Akida C++ Inference Deployment Package

Overview

This package provides a complete, working example of deploying a trained Akida neural network model as a standalone C++ application on a Linux host. It bridges the gap between Python-based model training and production C++ deployment without requiring Python at runtime.

What's Included

Complete C++ inference pipeline (src/inference.cpp) with detailed comments explaining each API call
Linux system implementation (src/system_linux.cpp) for required runtime hooks
Model conversion script (scripts/convert_model.py) to transform .fbz models to C++ binaries
Test input generator (scripts/generate_test_input.py) for validation against Python results
Ready-to-build CMake configuration (src/CMakeLists.txt)

Target Use Case

You have:

✅ A trained Keras model converted to Akida format (.fbz file)
✅ Validated the model works in Python using the Akida SDK
✅ An AKD1000 or AKD1500 device connected to a Linux host via PCIe

You want:

🎯 A standalone C++ application that runs inference without Python
🎯 Production-ready code you can integrate into your existing C++ codebase
🎯 Full control over the inference pipeline (batching, latency measurement, pre/post-processing)

Quick Start

Prerequisites

Hardware:

AKD1000 or AKD1500 connected via PCIe to a Linux host (Ubuntu/Debian recommended)
PCIe driver installed and device visible

Software:

CMake 3.16 or later
C++17 compatible compiler (GCC 7+, Clang 5+)
Python 3.7+ with akida package (only needed for model conversion, not runtime)
Trained Akida model file (.fbz format)

Verification Steps:

# 1. Check PCIe driver is loaded
lsmod | grep akida
# Should show: akida_dw_edma

# 2. Verify device is visible
akida devices
# Should list at least one device

# 3. Check permissions
ls -l /dev/akida*
# You should have read/write access (or run as root)

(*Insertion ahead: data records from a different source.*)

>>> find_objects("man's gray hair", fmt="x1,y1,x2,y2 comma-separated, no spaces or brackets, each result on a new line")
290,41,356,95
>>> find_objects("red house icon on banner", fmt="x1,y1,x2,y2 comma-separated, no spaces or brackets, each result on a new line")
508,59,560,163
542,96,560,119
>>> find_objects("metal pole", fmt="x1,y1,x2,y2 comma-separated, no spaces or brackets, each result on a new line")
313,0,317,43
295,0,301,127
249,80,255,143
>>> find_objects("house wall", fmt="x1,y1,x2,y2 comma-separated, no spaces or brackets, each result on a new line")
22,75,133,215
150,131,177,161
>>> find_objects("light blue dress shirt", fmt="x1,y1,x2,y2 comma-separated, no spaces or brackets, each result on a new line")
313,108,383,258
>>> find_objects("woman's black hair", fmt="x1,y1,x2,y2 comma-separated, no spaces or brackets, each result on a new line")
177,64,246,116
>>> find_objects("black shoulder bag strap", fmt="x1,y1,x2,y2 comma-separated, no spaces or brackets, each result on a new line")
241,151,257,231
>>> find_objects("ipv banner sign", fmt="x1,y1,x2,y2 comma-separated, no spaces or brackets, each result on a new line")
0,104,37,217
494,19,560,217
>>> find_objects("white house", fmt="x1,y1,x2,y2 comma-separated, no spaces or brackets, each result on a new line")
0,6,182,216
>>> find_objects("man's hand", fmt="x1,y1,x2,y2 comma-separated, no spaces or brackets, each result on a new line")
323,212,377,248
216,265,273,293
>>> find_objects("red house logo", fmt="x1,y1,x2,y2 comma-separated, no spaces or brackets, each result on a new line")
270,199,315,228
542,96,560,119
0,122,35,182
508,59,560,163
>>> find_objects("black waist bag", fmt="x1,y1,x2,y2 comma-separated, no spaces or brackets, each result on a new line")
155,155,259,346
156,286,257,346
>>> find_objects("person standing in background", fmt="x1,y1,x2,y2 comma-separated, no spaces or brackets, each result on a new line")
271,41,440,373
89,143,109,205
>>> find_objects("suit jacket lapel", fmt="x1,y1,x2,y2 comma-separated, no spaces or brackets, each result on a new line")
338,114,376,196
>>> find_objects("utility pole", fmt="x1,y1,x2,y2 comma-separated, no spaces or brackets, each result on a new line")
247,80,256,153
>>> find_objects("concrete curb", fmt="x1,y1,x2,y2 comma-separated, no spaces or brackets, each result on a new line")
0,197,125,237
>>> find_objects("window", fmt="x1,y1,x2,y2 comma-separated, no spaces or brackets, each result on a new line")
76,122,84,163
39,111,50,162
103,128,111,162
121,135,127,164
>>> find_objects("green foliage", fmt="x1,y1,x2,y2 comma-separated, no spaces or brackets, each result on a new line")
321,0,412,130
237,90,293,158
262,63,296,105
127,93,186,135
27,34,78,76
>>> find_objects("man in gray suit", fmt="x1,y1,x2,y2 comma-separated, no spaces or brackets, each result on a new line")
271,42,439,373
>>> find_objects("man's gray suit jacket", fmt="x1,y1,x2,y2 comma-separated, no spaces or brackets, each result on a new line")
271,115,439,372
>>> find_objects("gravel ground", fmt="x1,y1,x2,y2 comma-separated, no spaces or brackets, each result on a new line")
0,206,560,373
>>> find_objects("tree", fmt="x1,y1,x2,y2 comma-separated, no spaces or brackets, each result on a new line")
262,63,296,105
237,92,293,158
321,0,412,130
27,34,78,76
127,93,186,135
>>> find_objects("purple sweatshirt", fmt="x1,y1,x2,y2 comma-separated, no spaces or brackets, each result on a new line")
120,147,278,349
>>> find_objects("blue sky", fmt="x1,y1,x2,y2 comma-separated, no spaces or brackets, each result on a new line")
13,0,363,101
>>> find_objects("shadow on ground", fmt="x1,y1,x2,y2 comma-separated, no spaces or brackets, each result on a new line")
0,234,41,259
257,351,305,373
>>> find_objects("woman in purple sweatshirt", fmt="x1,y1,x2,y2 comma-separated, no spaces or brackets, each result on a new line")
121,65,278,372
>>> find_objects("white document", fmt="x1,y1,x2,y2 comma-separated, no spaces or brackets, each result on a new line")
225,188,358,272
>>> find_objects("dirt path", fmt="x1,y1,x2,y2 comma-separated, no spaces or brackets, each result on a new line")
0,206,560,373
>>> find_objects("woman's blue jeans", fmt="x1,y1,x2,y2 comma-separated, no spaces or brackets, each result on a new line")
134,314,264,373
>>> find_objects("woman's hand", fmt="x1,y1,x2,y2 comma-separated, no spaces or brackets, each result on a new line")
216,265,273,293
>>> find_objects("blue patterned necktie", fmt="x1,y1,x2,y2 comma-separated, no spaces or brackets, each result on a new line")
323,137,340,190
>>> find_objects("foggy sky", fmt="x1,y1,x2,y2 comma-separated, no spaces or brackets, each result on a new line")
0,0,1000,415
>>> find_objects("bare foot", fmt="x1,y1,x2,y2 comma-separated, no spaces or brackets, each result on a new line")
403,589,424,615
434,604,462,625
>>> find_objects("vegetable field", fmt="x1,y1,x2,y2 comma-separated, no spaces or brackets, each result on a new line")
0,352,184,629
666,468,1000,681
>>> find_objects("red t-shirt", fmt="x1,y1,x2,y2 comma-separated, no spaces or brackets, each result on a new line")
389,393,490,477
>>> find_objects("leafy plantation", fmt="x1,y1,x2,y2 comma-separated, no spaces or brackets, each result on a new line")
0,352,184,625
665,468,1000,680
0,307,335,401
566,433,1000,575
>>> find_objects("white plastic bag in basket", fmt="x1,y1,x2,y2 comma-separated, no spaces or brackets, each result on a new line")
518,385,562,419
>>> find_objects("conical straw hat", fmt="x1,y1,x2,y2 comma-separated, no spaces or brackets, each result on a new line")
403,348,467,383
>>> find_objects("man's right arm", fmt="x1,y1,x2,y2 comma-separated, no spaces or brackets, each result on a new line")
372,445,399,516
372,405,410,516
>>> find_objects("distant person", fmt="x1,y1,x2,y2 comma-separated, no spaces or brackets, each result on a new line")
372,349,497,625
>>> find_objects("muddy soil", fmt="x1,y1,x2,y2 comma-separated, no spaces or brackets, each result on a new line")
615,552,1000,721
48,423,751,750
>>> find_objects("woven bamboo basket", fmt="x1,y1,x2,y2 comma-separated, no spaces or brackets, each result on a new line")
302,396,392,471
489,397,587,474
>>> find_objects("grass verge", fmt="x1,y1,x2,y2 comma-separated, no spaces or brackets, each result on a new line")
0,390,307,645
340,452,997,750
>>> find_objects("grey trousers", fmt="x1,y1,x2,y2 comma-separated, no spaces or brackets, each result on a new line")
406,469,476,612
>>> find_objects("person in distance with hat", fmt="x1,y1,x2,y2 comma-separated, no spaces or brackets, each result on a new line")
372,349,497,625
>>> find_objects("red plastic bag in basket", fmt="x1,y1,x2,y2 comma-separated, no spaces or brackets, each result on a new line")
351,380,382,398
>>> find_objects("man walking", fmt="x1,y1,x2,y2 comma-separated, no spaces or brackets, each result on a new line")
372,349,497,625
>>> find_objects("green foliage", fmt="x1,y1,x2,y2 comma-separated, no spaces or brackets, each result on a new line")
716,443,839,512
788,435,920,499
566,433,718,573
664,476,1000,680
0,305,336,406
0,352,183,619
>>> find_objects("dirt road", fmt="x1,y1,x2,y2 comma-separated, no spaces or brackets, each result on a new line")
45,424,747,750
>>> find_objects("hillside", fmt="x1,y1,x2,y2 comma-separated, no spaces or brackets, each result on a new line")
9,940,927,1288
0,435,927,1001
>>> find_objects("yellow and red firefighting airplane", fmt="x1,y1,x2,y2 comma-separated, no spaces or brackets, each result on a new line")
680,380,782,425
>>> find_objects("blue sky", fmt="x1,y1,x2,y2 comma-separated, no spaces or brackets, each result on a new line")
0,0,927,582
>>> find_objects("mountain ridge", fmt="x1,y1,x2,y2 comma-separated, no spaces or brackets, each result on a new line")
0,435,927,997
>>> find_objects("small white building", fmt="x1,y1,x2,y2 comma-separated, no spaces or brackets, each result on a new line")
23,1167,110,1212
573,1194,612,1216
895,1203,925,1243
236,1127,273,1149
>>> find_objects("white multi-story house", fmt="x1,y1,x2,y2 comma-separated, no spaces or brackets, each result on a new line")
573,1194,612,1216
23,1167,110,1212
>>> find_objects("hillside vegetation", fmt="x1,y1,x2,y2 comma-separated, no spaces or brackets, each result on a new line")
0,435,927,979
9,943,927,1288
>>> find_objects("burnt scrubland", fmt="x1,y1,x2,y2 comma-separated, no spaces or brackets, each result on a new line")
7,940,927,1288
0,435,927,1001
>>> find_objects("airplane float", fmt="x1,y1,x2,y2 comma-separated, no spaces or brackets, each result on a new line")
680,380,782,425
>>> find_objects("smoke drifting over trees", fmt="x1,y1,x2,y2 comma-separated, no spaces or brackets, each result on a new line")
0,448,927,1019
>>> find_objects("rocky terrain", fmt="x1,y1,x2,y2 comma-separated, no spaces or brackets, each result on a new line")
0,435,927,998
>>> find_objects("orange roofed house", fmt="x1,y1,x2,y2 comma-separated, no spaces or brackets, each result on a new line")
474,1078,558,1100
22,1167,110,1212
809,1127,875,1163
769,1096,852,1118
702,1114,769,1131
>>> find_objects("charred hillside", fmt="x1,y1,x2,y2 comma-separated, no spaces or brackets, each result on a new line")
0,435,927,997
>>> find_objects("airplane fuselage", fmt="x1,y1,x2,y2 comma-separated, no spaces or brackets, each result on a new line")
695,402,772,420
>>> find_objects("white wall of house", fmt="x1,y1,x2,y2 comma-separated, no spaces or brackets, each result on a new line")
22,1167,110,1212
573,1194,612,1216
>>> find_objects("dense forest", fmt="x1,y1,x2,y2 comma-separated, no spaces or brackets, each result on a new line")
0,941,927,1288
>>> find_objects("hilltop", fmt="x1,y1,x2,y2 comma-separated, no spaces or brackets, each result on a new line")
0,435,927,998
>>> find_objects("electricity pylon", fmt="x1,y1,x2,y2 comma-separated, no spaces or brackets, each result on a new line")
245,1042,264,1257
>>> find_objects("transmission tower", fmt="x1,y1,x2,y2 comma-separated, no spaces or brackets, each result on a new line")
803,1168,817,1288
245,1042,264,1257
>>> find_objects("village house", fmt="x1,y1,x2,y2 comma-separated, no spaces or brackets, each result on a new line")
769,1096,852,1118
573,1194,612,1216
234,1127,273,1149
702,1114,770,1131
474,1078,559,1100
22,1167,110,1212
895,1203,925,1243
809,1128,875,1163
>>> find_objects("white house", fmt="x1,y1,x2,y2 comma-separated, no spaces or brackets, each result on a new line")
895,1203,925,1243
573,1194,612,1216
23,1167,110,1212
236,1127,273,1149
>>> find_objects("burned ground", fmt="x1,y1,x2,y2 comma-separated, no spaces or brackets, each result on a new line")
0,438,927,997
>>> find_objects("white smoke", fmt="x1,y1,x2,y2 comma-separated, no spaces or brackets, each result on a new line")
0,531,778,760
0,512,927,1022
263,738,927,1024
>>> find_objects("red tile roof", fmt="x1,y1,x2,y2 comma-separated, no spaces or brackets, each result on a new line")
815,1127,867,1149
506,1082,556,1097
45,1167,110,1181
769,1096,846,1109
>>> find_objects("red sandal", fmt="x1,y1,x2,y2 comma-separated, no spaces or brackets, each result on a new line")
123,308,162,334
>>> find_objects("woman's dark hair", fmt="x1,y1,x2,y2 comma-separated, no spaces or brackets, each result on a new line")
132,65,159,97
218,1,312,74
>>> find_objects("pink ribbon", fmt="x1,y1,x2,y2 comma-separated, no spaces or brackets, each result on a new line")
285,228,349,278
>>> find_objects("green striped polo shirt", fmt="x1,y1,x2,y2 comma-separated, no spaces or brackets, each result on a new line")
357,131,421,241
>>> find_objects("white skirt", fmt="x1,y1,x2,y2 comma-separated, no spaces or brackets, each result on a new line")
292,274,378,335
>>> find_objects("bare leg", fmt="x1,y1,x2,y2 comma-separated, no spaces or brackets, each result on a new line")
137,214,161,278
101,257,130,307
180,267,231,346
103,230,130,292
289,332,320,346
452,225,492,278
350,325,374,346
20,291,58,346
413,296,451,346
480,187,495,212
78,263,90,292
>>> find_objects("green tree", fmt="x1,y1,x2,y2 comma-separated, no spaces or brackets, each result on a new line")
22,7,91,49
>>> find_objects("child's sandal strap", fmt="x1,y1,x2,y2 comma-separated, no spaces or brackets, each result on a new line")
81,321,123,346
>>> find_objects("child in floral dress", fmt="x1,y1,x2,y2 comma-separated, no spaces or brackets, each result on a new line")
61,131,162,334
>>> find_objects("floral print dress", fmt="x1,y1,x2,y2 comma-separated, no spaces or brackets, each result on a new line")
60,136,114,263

Step 1: Deploy the Akida Engine

The Akida Engine is the C++ library that interfaces with the hardware. Deploy it using the Python SDK:

# Create a working directory
mkdir akida_deployment && cd akida_deployment

# Deploy the engine with host examples
akida engine deploy --dest-path . --with-host-examples

This creates an engine/ directory containing:

api/ - C++ API headers
host/ - Host-specific drivers (PCIe)
infra/ - Infrastructure interfaces
cmake/ - Build system modules
test/ - Example programs
libakida.a - Static library

Verify the deployment:

# Build and run the included example
cd engine/test/simple_conv_v2
mkdir build
cmake . -B build
make -C build
./build/simple_conv_v2

# Should output: "Success!"
cd ../../..  # Return to akida_deployment/

Step 2: Place This Package

Copy this customer_deployment_package/ directory into engine/test/:

# Assuming you received this package as a zip file
unzip customer_deployment_package.zip
cp -r customer_deployment_package engine/test/

Why this location? The CMake configuration uses relative paths to find the engine's build modules. Placing the package at engine/test/customer_deployment_package/ ensures these paths resolve correctly.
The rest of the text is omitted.